Aus den letzten 12 Jahren Schule bin ich es gewohnt einen geregelten Tagesablauf zu haben: zwei Stunden Mathe, Pause, dann Geschichte, Hausaufgaben in Physik und ein Vortrag für Latein. Natürlich war ich selbst dafür verantwortlich, wann und mit welcher Genauigkeit die Hausaufgaben erledigt wurden, aber trotzdem blieben es Aufgaben, die ich mir nun einmal nicht selbst aussuchen konnte. Wenn ich jetzt meinen Kalender aufschlage, sehe ich dort, genau wie die letzten Jahre, Dinge, die erledigt werden wollen, jedoch mit dem großen Unterschied, dass ich mich für diese Projekte zu 90% aus eigenem Antrieb entscheide. Klar, manche Dinge bleiben obligatorisch, aber die Aufgaben auf meiner To-do-Liste habe ich mir nun alle selber zuzuschreiben. Grundsätzlich gibt es hier in Åmål für uns Freiwillige zwar feste Arbeitszeiten, aber abgesehen von bestimmten Terminen und Präsentationen an Schulen kann ich mir den Tag ziemlich frei einteilen. Wenn man aber oft so hohe Ansprüche an sich hat, wie es bei mir und auch bei Erica und Jonas zum Teil der Fall ist, dann kann ein so frei gestaltbarer Arbeitstag gerne auch einmal etwas zu voll sein.

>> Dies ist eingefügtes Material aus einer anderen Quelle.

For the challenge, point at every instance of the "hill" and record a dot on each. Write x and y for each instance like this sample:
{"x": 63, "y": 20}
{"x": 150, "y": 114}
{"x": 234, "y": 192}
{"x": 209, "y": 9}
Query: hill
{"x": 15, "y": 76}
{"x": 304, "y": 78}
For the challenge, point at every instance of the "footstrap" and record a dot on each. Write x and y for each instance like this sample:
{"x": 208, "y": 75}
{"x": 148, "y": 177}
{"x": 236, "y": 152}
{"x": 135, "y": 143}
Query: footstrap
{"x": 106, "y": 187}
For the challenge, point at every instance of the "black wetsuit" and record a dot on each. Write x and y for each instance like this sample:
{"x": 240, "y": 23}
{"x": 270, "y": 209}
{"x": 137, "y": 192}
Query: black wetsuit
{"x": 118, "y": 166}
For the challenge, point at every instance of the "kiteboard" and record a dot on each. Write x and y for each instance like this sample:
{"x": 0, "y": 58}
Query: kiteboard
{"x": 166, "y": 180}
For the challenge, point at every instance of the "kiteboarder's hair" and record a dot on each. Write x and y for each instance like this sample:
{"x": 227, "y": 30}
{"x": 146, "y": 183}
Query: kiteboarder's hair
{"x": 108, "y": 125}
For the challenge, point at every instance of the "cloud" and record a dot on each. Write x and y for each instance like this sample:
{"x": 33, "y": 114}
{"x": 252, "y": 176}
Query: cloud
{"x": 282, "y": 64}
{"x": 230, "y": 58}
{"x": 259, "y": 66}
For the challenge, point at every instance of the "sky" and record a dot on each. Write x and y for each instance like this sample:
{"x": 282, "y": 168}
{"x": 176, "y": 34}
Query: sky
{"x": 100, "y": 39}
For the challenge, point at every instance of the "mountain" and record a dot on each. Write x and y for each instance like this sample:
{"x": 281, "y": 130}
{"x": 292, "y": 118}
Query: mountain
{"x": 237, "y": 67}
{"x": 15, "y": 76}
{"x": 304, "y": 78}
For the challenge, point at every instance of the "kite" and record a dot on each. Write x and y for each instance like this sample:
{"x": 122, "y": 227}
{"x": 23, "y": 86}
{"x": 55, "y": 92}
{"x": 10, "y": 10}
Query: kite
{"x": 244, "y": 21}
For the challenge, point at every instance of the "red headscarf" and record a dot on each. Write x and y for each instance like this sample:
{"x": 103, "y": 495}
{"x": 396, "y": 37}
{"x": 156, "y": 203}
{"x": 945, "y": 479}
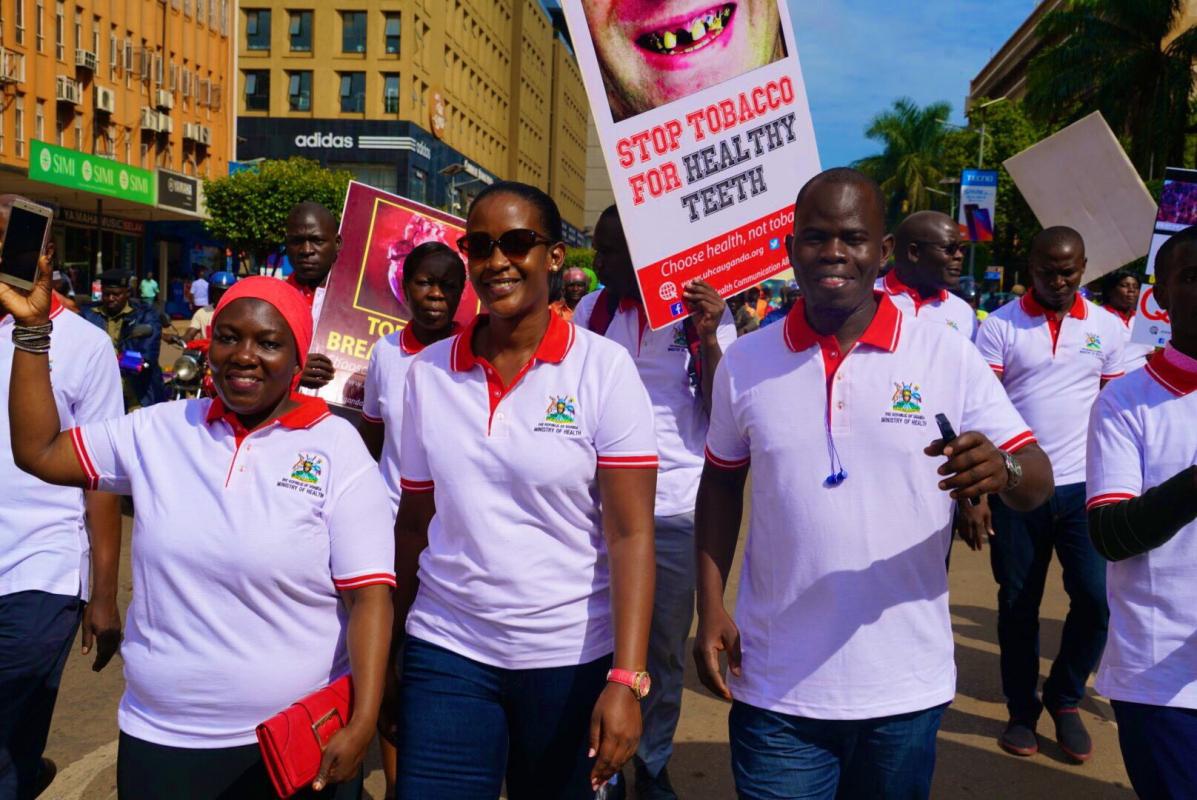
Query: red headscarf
{"x": 287, "y": 301}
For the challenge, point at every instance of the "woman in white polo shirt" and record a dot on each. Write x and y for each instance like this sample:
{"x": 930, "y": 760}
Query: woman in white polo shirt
{"x": 262, "y": 553}
{"x": 528, "y": 467}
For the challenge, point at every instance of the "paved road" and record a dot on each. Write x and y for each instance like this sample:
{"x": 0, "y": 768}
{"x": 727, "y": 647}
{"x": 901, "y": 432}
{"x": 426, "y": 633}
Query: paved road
{"x": 83, "y": 739}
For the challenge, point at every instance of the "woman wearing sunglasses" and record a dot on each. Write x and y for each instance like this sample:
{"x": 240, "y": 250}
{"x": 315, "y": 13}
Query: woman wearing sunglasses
{"x": 524, "y": 534}
{"x": 262, "y": 550}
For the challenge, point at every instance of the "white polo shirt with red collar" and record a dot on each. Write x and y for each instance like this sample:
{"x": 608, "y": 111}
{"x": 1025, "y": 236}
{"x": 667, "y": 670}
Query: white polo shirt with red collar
{"x": 843, "y": 606}
{"x": 241, "y": 545}
{"x": 1142, "y": 431}
{"x": 43, "y": 543}
{"x": 1052, "y": 370}
{"x": 941, "y": 307}
{"x": 662, "y": 359}
{"x": 1135, "y": 353}
{"x": 515, "y": 574}
{"x": 389, "y": 361}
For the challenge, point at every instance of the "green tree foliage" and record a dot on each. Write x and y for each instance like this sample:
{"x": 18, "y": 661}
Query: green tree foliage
{"x": 1110, "y": 55}
{"x": 1008, "y": 132}
{"x": 911, "y": 161}
{"x": 249, "y": 210}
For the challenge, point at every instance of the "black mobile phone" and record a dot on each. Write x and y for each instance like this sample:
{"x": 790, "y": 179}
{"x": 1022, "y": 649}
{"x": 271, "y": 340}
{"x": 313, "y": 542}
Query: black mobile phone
{"x": 947, "y": 432}
{"x": 24, "y": 240}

So hatten Erica und ich zum Beispiel die Idee, auf dem Instagram-Account des Young Innovation HUBs jeden Montag motivierende Sprüche zu veröffentlichen oder über uns inspirierende Menschen zu berichten. Dafür benötigten wir zum einen natürlich Zitate und eine Liste der entsprechenden Personen sowie Hintergrundbilder für das ganze. Klingt an sich also erst einmal nach nicht ganz so viel Aufwand. Ein selbst geschossenes Foto von unserer Fahrradtour und ein Zitat von Steve Jobs ließen sich auch relativ schnell finden, aber bei dem Versuch diese beiden Einzelteile ästhetisch ansprechend zusammenzubringen, stand uns dann mein Perfektionismus so ziemlich im Weg. Für das Zitat wollte ich eine sehr geradlinige und klare Druckschrift, für denjenigen, zu dem die Worte gehörten, dann aber eine verschnörkelte Handschrift. Die Sache hatte leider nur einen kleinen Haken: trotz der großen Auswahl in Microsoft Word sagte keine Schrift mir wirklich zu. Die eine hatte zu wenig Bögen, die andere war zu breit, die Dritte passte nicht ins Gesamtbild. Hatte ich im Vorhinein noch gedacht, dass es ja nicht allzu kompliziert wäre, zwei Schriftarten auszuwählen, kann ich jetzt immer noch nur den Kopf über mich schütteln.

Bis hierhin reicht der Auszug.